Document Type

Article

Publication Date

2009

Abstract

Today, individual U.S. retail investors have virtually limitless opportunities to invest their money, with a notable exception: they cannot directly invest in securities of foreign issuers and still be protected under U.S. law. This missing opportunity deprives U.S. investors of the ability to fully diversify their investments and also imposes undue costs and risks upon investors seeking to invest directly overseas. This Article shows that a Securities and Exchange Commission ("SEC") policy of "mutual recognition" of foreign regulatory regimes that achieve investor protection outcomes comparable to those of the SEC would solve this problem. A foreign issuer or other entity seeking to access U.S. capital markets should be permitted to substitute compliance with its home country's investor protection regulations for compliance with U.S. regulation, as long as it agreed to submit to SEC antifraud jurisdiction in its dealings with U.S. investors. The foreign entity would thereby not have to comply with federal securities law to have access to individual U.S. investors, as is currently the case. Similarly, U.S. entities should be permitted to enter foreign markets without subjecting themselves to a second layer of regulation on top of what the SEC already requires.

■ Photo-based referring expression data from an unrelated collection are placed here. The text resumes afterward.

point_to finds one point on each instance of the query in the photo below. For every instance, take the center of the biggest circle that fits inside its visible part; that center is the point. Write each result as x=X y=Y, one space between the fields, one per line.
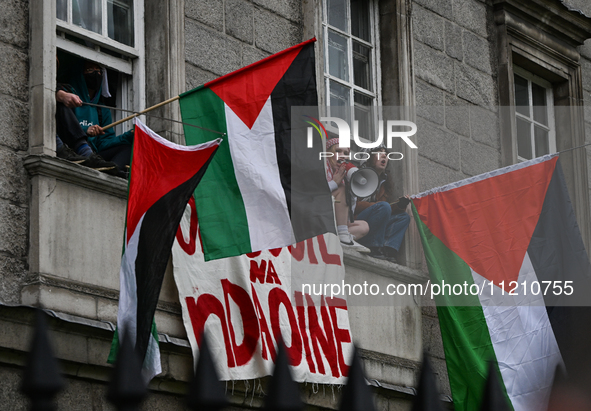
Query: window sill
x=44 y=165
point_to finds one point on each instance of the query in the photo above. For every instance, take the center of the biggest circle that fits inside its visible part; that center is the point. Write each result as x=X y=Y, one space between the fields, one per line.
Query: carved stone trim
x=384 y=268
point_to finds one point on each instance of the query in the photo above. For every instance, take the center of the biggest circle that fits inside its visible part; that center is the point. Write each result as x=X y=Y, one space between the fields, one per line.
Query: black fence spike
x=127 y=388
x=42 y=378
x=357 y=395
x=284 y=393
x=494 y=398
x=427 y=398
x=206 y=393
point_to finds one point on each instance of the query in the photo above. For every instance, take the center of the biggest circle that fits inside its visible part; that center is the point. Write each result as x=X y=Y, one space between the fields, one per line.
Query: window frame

Under an outcome-based approach to transnational investment, U.S. companies could then opt for foreign regulation and sell securities to U.S. investors as foreign-regulated issuers, as could foreign entities with respect to their home regulator. Allowing firms to choose a regulator from the set of nations with comparable investor protections would intensify the regulatory competition already taking place around the globe, and help to ensure that such competition serves the interests of investors.